There are so many compelling passages that can spark important conversations around race, identity, and personal responsibility. I have pulled three particular passages that can be used as writing prompts and or critical conversation starters.


“When did you feel like you’d become a man?” Wes asked me, a troubled look on his face.

“I think it was when I first felt accountable to people other than myself. When I first cared that my actions mattered to people other than just me.” I answered quickly and confidently, but I wasn’t too sure of what I was talking about. When did I actually become a man? There was no official ceremony that brought my childhood to an end. Instead crisis other other circumstances presented me with adult-sized responsibilities and obligations that I had to meet one way or another. For some boys, this happens later – in their late teens or even twenties – allowing them to grow organically into adulthood. But for some of us, the promotion to adulthood, or at least its challenges, is so jarring, so sudden, that we enter into it unprepared and might be undone by it. (2010, page 66)

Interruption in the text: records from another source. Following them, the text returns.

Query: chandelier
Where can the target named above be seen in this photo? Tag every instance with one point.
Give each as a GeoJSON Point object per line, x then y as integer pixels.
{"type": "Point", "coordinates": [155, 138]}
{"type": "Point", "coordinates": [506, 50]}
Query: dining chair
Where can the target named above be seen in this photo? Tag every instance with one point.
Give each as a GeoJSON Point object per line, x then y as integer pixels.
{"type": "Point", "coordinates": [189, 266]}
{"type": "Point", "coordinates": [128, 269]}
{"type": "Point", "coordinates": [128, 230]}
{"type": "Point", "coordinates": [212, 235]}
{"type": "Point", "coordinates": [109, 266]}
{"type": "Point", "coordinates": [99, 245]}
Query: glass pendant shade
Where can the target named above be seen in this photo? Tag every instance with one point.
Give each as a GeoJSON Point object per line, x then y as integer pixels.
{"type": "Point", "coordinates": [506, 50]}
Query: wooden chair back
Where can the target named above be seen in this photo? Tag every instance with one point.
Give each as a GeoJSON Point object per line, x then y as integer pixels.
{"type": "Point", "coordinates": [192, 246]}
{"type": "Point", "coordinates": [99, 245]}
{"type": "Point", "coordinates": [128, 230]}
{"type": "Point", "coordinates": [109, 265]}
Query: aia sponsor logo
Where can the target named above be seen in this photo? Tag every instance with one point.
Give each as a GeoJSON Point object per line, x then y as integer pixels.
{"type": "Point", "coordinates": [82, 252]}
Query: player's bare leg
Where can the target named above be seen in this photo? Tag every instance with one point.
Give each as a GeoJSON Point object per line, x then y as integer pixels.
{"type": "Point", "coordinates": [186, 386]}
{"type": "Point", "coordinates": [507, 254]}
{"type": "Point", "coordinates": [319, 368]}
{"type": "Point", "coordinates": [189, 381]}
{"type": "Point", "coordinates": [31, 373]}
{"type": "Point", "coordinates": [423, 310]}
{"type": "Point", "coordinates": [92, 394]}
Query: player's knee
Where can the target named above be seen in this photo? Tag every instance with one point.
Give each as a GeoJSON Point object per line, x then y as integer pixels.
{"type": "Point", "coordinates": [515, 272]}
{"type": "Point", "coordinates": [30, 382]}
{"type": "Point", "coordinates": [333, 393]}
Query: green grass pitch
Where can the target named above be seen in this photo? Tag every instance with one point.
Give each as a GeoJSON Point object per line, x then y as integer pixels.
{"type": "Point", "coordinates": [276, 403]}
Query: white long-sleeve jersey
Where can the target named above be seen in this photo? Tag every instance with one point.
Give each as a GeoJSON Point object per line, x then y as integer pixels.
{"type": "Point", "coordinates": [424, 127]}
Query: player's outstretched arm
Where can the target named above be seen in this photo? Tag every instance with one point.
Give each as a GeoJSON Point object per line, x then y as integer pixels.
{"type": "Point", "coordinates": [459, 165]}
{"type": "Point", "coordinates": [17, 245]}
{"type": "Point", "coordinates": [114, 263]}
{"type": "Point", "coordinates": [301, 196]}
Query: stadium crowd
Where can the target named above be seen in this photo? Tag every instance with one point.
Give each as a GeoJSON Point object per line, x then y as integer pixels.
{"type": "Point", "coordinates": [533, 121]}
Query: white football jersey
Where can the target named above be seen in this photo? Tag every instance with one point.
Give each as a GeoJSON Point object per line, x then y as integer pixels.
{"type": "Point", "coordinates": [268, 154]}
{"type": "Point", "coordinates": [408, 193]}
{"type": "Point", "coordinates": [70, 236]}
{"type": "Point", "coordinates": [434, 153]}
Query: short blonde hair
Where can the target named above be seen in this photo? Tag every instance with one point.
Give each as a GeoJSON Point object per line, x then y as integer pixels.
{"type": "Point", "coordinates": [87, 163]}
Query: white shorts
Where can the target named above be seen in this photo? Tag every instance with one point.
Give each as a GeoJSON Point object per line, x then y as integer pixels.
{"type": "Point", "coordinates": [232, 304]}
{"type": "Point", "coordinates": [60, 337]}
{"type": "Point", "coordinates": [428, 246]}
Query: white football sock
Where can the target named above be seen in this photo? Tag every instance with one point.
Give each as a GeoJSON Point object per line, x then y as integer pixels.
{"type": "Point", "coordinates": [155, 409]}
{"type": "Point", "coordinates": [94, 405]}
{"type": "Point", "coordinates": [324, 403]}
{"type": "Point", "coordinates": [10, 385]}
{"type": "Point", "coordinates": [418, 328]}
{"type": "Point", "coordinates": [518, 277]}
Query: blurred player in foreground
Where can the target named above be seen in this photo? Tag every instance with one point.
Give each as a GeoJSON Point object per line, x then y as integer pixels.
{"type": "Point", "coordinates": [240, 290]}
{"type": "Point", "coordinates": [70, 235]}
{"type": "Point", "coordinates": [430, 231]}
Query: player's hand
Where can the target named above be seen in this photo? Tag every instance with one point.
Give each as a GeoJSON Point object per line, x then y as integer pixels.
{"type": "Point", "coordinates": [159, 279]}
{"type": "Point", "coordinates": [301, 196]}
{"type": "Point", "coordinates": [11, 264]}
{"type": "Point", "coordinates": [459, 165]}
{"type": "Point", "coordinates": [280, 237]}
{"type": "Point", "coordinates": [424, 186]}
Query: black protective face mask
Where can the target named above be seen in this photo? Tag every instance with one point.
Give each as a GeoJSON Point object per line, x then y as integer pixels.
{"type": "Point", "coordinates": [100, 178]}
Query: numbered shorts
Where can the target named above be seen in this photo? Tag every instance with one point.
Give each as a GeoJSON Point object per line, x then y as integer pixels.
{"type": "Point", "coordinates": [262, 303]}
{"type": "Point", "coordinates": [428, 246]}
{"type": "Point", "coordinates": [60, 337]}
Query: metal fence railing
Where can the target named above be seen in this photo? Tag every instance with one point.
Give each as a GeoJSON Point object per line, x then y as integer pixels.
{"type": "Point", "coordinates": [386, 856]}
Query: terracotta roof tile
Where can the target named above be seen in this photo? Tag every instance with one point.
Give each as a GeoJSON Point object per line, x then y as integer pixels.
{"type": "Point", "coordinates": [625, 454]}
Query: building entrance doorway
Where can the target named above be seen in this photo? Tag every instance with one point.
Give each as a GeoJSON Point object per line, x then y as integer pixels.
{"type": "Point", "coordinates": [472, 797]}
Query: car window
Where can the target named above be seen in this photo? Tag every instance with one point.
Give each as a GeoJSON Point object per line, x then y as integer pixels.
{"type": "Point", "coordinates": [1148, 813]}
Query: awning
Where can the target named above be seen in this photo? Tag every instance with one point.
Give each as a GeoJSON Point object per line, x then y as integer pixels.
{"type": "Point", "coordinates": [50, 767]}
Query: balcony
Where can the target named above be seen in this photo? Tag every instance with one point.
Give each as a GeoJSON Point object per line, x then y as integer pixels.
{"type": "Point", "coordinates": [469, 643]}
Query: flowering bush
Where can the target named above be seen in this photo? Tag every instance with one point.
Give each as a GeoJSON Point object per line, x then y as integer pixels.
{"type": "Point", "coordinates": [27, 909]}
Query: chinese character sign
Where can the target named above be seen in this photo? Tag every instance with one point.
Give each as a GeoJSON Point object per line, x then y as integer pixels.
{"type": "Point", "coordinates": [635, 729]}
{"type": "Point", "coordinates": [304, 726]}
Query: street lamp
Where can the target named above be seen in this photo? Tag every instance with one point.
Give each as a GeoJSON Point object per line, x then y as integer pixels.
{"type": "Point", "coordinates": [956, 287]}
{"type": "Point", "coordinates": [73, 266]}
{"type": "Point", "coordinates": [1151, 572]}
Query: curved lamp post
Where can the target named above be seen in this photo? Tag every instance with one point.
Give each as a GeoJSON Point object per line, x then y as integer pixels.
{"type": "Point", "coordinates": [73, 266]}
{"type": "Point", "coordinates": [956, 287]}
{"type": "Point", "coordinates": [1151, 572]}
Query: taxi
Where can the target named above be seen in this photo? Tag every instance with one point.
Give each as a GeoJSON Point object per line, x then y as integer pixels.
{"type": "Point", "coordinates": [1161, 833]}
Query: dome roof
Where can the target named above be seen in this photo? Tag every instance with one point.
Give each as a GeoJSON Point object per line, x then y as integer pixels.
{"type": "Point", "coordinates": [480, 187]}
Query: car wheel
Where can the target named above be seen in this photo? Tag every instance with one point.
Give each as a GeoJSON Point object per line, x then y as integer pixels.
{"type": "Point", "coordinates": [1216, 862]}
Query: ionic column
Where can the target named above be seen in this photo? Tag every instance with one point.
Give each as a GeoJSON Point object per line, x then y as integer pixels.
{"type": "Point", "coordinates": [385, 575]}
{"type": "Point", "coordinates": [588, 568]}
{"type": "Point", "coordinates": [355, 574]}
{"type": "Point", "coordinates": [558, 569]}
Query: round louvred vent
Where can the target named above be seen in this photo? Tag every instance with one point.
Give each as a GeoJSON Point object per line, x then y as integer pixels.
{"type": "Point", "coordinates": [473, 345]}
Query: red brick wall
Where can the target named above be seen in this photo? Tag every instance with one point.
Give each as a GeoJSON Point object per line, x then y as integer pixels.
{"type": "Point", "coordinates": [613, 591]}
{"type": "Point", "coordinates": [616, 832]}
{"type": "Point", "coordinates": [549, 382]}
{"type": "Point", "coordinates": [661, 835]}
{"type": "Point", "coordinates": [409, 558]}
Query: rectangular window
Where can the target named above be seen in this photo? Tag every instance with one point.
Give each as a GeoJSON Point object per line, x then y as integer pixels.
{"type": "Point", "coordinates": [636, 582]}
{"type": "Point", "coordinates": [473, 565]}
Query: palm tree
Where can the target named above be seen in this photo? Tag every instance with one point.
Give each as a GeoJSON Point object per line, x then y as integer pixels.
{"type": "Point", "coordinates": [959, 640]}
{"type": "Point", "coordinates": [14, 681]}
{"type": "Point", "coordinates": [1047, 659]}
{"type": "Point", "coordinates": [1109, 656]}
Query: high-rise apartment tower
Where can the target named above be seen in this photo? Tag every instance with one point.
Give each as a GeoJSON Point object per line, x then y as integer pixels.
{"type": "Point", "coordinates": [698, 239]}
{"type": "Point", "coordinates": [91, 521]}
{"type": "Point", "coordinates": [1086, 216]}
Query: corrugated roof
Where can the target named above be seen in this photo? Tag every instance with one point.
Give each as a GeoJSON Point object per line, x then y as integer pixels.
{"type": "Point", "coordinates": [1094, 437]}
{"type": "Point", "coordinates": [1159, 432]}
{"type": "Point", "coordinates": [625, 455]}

Prompt: When do you become an adult? Some cultures have ceremonies that signify adulthood, but what age or experiences mark adulthood?


“Do you think we’re all just products of our environments? His smile dissolved into a smirk, with the let side of his face resting at ease. 

“I think so, or maybe products of our expectations.”

“Others’ expectations of us or our expectations for ourselves?”

“I mean others’ expectations that you take on as your own.”

I realized how difficult it is to separate the two. The expectations that other place on us help us form our expectations of ourselves.” (2010, page 126)

Prompt: Are we products of our environment, expectations, or other?


The common bond of humanity and decency that we share is stronger than any conflict, any adversity, any challenge. Fighting for your convictions is important. But finding peace is paramount. Knowing when to fight and when to seek peace and wisdom.” (2010, page 168)

Prompt: What does forgiveness look like and sound like? Is it easy or hard to forgive someone? Explain your response.